Everyone talks about explainable AI. Almost no one runs it at scale in production.
The dirty secret of ML explainability is that it’s easy in a notebook and brutally hard in the real world. Feature attribution libraries are compute-intensive and don’t parallelize out of the box. Models retrain and refresh continuously, making it impossible to guarantee that an explanation matches the model that actually made the prediction. Raw feature attributions are cryptic to everyone except the data scientist who built the model — but business stakeholders and end users all need to understand them in terms meaningful to them. And at the scale of billions of predictions a day across 140 million members, none of the off-the-shelf approaches hold up.
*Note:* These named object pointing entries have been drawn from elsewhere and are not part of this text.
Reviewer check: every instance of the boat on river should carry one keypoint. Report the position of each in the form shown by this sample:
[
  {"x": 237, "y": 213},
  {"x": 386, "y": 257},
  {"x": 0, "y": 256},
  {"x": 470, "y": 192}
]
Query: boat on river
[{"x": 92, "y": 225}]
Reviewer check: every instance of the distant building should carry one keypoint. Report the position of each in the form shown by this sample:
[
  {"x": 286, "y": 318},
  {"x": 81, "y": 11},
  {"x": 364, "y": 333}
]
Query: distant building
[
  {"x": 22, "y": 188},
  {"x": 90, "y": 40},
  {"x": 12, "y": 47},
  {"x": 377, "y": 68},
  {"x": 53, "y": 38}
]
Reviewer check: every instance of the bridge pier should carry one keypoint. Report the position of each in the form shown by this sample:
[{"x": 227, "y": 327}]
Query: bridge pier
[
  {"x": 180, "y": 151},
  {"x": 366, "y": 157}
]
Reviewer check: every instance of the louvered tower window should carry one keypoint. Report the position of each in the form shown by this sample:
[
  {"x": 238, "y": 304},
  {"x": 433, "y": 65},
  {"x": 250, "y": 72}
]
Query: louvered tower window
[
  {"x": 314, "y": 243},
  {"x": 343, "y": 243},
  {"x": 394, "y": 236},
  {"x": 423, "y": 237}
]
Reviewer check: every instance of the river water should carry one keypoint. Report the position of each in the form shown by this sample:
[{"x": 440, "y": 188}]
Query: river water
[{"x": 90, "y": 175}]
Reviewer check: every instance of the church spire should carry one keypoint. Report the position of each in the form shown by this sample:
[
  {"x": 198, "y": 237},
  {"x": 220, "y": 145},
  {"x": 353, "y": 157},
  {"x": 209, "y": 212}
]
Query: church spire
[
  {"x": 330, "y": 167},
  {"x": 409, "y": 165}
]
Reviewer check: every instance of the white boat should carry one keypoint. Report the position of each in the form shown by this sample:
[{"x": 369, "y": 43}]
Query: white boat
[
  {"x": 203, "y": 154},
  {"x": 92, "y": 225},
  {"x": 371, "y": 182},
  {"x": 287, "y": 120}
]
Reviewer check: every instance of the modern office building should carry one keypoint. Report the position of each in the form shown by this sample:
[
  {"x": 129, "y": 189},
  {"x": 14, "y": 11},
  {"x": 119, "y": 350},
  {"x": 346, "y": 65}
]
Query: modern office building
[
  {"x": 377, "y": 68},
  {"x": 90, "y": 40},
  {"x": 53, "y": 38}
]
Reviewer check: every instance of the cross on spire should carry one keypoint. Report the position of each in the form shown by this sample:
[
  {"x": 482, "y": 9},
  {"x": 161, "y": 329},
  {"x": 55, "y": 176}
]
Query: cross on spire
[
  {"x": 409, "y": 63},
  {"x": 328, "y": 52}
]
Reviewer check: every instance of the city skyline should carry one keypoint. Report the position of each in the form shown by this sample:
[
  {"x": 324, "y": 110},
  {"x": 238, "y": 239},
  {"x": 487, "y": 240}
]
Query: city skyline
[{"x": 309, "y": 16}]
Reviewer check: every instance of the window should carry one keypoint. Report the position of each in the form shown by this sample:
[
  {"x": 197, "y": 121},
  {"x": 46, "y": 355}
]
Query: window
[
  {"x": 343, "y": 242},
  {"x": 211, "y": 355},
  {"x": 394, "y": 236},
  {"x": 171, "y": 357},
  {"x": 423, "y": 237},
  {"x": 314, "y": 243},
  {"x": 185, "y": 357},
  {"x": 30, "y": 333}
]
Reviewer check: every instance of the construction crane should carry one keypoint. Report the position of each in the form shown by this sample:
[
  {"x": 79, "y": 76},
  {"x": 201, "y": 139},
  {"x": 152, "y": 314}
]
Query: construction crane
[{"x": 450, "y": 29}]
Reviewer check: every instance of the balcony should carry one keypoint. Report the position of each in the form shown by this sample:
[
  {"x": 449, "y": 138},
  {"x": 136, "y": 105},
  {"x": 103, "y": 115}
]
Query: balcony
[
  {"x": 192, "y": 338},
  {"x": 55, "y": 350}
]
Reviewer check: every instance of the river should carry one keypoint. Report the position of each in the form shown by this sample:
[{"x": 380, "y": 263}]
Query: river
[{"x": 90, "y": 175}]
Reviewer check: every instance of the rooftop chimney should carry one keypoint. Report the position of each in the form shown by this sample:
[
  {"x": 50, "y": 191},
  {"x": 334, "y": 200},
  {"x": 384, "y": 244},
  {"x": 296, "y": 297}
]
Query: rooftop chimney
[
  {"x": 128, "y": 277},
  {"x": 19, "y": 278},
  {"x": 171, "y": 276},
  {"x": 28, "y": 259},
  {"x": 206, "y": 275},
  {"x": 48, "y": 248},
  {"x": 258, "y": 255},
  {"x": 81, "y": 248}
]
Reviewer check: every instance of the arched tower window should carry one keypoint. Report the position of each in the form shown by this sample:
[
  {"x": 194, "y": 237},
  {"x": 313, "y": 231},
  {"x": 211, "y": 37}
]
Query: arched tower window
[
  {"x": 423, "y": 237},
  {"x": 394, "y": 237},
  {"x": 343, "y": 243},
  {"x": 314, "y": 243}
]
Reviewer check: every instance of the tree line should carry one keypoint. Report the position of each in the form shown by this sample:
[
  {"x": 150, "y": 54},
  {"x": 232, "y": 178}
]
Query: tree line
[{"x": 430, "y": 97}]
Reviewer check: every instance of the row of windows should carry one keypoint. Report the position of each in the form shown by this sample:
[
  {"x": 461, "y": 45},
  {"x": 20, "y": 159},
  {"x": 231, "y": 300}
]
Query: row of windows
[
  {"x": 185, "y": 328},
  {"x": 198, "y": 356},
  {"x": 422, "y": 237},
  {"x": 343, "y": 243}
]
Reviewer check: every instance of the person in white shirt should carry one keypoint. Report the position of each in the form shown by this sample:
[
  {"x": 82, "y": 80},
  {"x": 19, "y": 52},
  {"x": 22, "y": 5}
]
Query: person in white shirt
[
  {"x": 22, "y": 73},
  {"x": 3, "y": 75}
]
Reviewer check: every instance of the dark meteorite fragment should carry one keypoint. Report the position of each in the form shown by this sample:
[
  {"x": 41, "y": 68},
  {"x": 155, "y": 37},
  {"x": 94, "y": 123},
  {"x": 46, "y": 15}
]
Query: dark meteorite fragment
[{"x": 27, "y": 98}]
At Intuit Credit Karma, we built and operate a production ML explainability platform on Apache Beam and Dataflow — and we’ll show you exactly how. Beam’s unified programming model gave us the horizontal scalability to run attribution computation across massive prediction volumes without blowing up cost or latency. Its flexible I/O and pipeline composition patterns let us stitch together a three-stage architecture: feature log preparation, distributed attribution generation grouped by model version, and downstream delivery with correctness guardrails — all orchestrated on a daily cadence.
We’ll walk through the real engineering decisions: how we used Apache Beam pipelines to group predictions by model version and load the corresponding model dynamically — ensuring explanations always reflect the exact model that made each prediction even as models refresh continuously in production; how we aggregated feature-level attributions into human-readable reason codes configurable for any audience; and how we designed the pipeline to be privacy-preserving by construction, with no sensitive data leaking through intermediate stages.
We’ll also be honest about where Beam shines for this use case and where the rough edges are — including version compatibility with ML attribution libraries, managing model artifacts in distributed workers, and cost tradeoffs vs. managed explainability services.
Whether you’re building explainability infrastructure, running large-scale batch ML pipelines, or just trying to understand what Apache Beam can do beyond ETL — this talk will show you what production explainability looks like when you build it the right way, at real scale.